Networking is growing at a rapid pace, perhaps 30 percent per year, and data centers are where companies interconnect and perform networking tasks, he said.
Data centers are also able to lower energy consumption costs for enterprise users. They offer enhanced power for higher-density computing and optimize electrical and cooling resources. “This is possible through newer technologies we are seeing in the data center, whether it be new chips … coming out for processing or other technologies.”
“The other exciting thing I see taking off in 2013 is machine-to-machine communications,” Shepcaro predicted. All the devices and smart tags connected to the Internet or private networks have to come back to centralized repositories, he said. It all needs to be processed and analyzed and pushed out to a network for the business user or end user.
There is a lot of pent-up demand as well. Most processing power and data storage are still sitting somewhere under an enterprise’s roof, Shepcaro noted. “To build out or retrofit an existing data center will cost you somewhere in the neighborhood of $1,000 per square foot.” This is very costly from a capex (capital expenditure) perspective, if it can even be done, he said. “You also need to think about business continuity and disaster recovery,” he pointed out.
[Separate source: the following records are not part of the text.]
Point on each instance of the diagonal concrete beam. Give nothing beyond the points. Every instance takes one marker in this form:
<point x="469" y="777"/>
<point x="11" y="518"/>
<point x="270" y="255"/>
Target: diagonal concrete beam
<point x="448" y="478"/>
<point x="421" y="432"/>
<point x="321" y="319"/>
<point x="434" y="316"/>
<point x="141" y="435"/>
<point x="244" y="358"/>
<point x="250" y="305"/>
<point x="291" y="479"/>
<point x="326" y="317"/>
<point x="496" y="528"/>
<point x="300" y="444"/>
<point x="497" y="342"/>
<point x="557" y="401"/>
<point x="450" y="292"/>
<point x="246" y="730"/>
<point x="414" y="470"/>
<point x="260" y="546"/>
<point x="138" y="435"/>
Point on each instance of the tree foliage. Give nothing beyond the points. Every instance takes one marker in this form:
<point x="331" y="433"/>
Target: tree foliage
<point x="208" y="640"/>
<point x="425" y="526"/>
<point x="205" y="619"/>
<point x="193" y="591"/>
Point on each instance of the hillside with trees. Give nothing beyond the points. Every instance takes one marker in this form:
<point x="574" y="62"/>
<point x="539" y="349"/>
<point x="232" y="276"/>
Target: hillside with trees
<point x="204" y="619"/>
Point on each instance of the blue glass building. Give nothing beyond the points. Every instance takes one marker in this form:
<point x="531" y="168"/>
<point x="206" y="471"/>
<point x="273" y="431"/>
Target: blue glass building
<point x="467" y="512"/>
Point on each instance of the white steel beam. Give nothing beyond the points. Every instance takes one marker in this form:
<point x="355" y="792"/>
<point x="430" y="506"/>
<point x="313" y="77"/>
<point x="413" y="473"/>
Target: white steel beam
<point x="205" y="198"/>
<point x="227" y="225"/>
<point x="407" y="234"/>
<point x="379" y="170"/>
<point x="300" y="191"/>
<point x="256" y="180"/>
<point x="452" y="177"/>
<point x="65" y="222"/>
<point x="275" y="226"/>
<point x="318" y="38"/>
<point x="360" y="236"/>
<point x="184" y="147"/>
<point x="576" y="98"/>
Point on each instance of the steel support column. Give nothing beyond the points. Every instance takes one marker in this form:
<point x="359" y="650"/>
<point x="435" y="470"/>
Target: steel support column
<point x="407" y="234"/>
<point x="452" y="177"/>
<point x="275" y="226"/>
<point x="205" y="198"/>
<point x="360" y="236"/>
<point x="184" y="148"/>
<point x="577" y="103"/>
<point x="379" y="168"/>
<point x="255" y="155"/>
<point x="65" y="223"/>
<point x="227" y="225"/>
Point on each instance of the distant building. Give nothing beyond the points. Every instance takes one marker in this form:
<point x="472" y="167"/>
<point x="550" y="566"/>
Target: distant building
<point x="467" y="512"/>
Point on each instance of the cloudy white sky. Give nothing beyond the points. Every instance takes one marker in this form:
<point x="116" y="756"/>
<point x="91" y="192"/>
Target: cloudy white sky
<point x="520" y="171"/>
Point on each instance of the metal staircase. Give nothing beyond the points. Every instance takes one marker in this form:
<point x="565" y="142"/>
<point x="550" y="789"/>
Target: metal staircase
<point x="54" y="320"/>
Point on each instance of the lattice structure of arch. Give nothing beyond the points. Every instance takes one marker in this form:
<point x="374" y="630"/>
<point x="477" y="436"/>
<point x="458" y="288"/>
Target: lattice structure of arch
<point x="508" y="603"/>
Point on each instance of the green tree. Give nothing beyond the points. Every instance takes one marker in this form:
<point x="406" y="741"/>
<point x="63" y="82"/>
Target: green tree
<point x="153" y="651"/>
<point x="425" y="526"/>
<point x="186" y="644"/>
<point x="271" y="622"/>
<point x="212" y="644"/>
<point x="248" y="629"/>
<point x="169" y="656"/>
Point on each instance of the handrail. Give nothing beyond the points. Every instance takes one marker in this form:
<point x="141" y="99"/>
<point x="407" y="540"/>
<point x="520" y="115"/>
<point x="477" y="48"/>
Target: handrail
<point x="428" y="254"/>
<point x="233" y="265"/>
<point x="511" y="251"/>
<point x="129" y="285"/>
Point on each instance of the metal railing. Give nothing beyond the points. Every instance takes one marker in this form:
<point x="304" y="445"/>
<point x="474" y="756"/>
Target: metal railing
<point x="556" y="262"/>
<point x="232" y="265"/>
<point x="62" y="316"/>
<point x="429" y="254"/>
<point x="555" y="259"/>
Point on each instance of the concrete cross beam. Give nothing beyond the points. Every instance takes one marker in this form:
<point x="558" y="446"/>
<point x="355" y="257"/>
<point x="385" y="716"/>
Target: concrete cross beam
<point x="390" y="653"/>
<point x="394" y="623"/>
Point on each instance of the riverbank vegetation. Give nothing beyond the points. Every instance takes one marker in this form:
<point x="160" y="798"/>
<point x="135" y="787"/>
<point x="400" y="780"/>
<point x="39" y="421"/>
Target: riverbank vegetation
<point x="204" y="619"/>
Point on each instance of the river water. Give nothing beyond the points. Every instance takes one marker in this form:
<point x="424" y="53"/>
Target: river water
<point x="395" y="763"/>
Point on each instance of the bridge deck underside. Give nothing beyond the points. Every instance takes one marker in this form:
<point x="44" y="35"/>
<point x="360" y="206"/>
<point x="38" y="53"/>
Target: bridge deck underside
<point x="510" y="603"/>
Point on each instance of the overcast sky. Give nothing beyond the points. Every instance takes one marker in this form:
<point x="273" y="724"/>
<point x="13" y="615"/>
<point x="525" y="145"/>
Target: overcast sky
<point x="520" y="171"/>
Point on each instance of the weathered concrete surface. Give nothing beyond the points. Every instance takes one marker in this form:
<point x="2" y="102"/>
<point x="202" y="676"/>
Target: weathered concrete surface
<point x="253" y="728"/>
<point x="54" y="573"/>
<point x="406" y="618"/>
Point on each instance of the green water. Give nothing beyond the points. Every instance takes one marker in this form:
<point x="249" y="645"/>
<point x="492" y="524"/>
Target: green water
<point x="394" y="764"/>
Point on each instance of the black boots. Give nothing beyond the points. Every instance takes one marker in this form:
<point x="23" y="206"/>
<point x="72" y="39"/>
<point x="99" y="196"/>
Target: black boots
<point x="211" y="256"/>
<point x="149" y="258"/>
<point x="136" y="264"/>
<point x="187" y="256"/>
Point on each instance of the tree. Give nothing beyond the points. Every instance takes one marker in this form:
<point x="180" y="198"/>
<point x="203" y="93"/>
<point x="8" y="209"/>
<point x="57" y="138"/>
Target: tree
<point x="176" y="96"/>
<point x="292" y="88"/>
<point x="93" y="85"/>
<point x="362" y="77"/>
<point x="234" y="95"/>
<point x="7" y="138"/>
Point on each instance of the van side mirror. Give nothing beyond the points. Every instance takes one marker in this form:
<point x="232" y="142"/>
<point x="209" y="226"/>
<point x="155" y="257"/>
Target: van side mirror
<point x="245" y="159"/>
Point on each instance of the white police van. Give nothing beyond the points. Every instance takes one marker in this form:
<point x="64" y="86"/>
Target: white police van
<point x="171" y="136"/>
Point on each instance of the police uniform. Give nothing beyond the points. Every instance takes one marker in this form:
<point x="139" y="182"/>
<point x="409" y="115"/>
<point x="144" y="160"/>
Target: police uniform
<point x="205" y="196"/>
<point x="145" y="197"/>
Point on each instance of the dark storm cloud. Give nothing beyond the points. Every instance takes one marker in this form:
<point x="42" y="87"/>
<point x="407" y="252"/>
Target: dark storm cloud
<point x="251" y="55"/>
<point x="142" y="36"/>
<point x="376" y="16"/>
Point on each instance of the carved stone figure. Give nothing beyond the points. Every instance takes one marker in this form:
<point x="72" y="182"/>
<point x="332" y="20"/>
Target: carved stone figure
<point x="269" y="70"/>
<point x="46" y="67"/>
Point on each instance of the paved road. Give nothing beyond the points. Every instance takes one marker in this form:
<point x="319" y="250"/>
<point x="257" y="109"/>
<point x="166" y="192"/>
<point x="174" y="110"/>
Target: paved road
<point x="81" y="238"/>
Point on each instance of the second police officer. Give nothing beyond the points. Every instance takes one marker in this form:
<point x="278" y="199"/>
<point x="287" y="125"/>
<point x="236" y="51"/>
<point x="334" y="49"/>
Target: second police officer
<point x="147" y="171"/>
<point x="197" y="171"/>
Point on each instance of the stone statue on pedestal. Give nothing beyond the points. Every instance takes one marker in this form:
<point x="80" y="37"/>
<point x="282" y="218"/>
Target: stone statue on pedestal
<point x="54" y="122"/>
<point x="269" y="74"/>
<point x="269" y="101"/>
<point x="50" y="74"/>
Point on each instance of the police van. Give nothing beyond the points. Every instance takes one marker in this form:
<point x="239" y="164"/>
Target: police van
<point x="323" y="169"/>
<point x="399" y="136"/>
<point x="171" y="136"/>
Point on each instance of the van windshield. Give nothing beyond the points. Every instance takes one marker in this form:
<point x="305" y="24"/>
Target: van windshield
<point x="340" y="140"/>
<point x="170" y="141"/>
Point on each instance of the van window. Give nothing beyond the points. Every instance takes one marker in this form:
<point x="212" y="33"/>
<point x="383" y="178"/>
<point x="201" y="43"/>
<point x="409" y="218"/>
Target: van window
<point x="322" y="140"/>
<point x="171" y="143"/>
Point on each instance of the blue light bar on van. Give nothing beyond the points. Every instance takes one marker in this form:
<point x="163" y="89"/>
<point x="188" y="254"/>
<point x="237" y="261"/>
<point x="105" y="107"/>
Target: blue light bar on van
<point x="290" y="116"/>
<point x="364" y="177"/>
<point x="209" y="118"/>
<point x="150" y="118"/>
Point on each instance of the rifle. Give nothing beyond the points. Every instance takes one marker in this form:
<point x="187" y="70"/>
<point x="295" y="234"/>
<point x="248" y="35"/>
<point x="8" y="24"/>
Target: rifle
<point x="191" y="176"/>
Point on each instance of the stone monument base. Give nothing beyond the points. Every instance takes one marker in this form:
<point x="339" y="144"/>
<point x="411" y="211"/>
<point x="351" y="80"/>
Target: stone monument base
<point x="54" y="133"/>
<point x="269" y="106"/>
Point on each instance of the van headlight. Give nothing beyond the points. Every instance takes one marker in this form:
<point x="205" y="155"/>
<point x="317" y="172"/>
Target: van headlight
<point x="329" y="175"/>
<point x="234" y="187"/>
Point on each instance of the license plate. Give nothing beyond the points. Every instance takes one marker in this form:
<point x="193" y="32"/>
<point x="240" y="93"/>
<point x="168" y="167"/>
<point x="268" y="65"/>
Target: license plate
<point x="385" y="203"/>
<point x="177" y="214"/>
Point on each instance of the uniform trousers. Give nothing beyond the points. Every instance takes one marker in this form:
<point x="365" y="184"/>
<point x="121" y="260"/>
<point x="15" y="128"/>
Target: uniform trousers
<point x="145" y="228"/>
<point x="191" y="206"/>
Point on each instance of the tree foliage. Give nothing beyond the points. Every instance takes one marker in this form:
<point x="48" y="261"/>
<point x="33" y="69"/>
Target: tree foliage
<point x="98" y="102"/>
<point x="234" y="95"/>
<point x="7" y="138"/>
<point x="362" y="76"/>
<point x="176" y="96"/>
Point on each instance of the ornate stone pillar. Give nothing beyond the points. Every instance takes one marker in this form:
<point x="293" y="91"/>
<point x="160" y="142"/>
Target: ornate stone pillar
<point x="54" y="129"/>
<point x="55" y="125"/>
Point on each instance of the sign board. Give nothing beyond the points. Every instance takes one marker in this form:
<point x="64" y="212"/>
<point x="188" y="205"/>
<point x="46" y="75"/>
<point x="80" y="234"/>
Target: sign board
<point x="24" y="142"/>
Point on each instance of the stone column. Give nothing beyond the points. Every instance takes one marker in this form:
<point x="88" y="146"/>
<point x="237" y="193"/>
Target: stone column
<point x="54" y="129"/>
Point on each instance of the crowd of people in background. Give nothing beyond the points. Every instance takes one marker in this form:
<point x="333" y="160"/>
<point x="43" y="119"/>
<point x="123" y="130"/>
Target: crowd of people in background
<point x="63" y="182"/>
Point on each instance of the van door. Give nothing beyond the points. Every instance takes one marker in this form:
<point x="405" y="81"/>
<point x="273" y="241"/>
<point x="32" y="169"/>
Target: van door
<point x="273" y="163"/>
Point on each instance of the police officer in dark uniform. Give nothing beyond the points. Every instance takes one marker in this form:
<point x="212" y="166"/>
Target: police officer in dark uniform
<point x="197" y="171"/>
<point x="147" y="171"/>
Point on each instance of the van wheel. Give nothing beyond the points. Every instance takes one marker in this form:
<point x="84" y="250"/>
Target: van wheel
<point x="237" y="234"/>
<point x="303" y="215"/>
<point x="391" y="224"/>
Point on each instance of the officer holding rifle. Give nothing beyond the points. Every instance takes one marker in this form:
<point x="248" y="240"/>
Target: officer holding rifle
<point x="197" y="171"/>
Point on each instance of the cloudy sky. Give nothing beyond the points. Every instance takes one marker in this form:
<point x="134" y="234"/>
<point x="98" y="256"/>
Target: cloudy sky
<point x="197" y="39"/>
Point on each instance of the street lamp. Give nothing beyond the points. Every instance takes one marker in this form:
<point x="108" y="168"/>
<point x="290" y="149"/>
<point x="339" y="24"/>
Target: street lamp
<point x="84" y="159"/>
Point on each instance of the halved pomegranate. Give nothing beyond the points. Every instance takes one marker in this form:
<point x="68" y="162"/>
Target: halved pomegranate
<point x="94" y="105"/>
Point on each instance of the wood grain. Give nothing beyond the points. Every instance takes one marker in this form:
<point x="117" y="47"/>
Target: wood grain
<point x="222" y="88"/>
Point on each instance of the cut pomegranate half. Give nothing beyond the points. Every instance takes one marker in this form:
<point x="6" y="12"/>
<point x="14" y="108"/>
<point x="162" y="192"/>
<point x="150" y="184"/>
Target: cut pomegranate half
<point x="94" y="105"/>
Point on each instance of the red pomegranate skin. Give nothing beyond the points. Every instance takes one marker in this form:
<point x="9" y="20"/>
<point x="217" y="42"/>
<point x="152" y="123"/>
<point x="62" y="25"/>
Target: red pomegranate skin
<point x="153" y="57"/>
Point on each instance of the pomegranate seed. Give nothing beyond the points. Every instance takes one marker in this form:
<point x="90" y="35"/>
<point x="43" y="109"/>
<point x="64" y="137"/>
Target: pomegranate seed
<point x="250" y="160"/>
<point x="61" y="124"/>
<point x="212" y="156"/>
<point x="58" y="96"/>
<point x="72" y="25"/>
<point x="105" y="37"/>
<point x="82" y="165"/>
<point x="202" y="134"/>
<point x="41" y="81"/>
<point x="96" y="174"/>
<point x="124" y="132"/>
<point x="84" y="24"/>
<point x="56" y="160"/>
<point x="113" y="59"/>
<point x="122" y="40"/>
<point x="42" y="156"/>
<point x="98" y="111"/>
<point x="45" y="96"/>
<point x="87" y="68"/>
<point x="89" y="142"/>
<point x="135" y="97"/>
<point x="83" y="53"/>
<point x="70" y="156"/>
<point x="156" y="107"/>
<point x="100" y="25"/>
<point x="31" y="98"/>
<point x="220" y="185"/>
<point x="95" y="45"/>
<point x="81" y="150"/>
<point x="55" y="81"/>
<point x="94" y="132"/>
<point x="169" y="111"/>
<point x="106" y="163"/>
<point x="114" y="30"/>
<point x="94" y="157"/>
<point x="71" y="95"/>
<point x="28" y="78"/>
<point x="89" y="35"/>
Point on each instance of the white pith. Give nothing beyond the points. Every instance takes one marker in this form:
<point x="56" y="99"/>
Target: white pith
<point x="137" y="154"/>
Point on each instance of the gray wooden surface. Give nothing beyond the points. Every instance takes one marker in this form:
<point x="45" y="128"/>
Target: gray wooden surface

For the industry, differentiation among data centers is becoming more about latency and proximity, Shepcaro added. In the past, these buzzwords were used by high-frequency trading outfits only. However, whether media companies or enterprise financial services firms, businesses want to be close to their customers’ “eyeballs,” and they want to do it at the fastest speed possible: milliseconds and nanoseconds, he said.